El vivero de la Ciudad es un paraíso del reino vegetal en medio de la urbe. Allí ingenieros agrónomos, floricultores, arboricultores reproducen de manera continua la vida de las plantas para llevarlas a nuestras plazas y parques y así embellecer el paisaje urbano. Casi como una respuesta al clásico poema de Baldomero Fernandez, 70 balcones y ninguna flor, este año el vivero entregará 70 mil flores a las Comunas para que los jardineros continúen su labor en los 48 barrios porteños.
“El espacio público es lo que más habla de sus ciudadanos y de sus gobernantes también. Que la Ciudad esté linda y bien cuidada, que se haga el mantenimiento necesario de todas las plantas y flores que hay en las calles, en las plazas y parques es fundamental, sobre todo ahora que cada vez pasamos más tiempo al aire libre. Y además, detrás, está la parte que no se ve: el trabajo de muchísimas personas que, con dedicación, hacen que la rueda gire y la Ciudad se vea como se ve” afirmó Felipe Miguel, jefe de gabinete de la Ciudad.

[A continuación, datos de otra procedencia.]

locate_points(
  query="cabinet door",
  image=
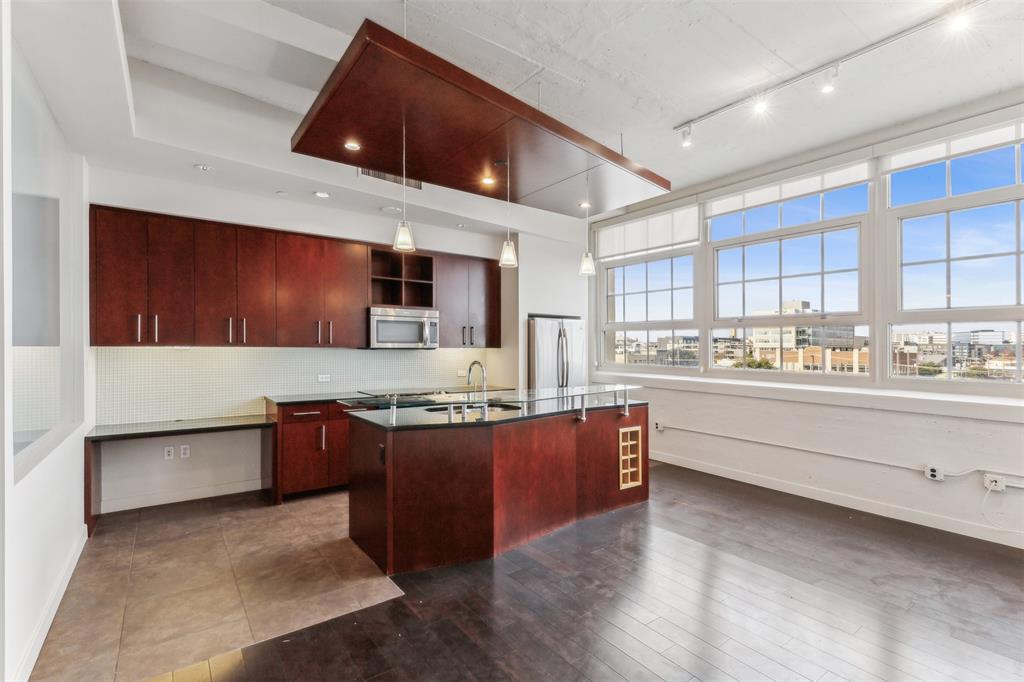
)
(345, 294)
(337, 451)
(451, 283)
(119, 278)
(172, 281)
(216, 285)
(257, 276)
(300, 291)
(304, 457)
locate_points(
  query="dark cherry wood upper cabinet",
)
(451, 280)
(120, 275)
(257, 278)
(345, 294)
(300, 291)
(216, 285)
(484, 303)
(172, 281)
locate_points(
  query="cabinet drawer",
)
(309, 412)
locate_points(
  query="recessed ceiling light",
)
(958, 22)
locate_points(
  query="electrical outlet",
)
(995, 482)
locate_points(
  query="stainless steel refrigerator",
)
(557, 352)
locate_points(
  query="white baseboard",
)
(42, 627)
(939, 521)
(151, 499)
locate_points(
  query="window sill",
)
(926, 402)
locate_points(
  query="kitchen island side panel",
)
(535, 478)
(442, 498)
(369, 504)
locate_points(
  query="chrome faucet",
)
(469, 375)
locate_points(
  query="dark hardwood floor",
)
(711, 580)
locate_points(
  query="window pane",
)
(801, 211)
(762, 298)
(724, 226)
(924, 238)
(682, 271)
(636, 307)
(659, 274)
(919, 350)
(847, 349)
(924, 287)
(659, 347)
(762, 218)
(802, 349)
(982, 171)
(686, 348)
(918, 184)
(984, 350)
(730, 265)
(615, 308)
(841, 293)
(761, 260)
(801, 295)
(682, 304)
(730, 300)
(615, 281)
(802, 255)
(659, 305)
(727, 347)
(849, 201)
(761, 350)
(983, 282)
(636, 278)
(841, 249)
(983, 229)
(636, 347)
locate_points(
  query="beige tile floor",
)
(160, 588)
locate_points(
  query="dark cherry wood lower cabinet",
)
(426, 498)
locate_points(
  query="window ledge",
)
(927, 402)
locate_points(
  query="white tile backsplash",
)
(156, 384)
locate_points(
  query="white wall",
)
(43, 524)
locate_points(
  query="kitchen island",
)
(480, 473)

La producción de plantas se realiza de dos maneras, a partir de la germinación de semillas que son sembradas en tierra por un lado y por otro el plantado de esquejes, que son pequeños tallos o gajos que se recortan de las plantas madres. Los gajos se colocan en un cajón con perlitas: un material inerte volcánico que mantiene la humedad para que el pequeño tallo pueda generar raíces y convertirse en una planta. Ya con raíces la planta inicia un proceso de traspaso de recipientes que aumentan su tamaño conforme la planta va creciendo.
“Trabajamos todos los días para generar y mantener espacios verdes de calidad, producimos y cuidamos la belleza paisajística para que nuestros vecinos puedan disfrutarla”, afirmó Julia Domeniconi, secretaria de Atención Ciudadana y Gestión Comunal, área de quién depende el vivero. “Detrás de nuestras plazas y parques hay un gran equipo integrado por nuestros profesionales del vivero, el personal de las 15 comunas, jardineros, guardaparques; todos trabajan en la producción cuidado y concientización de los vecinos para poner el valor el patrimonio público”, agregó.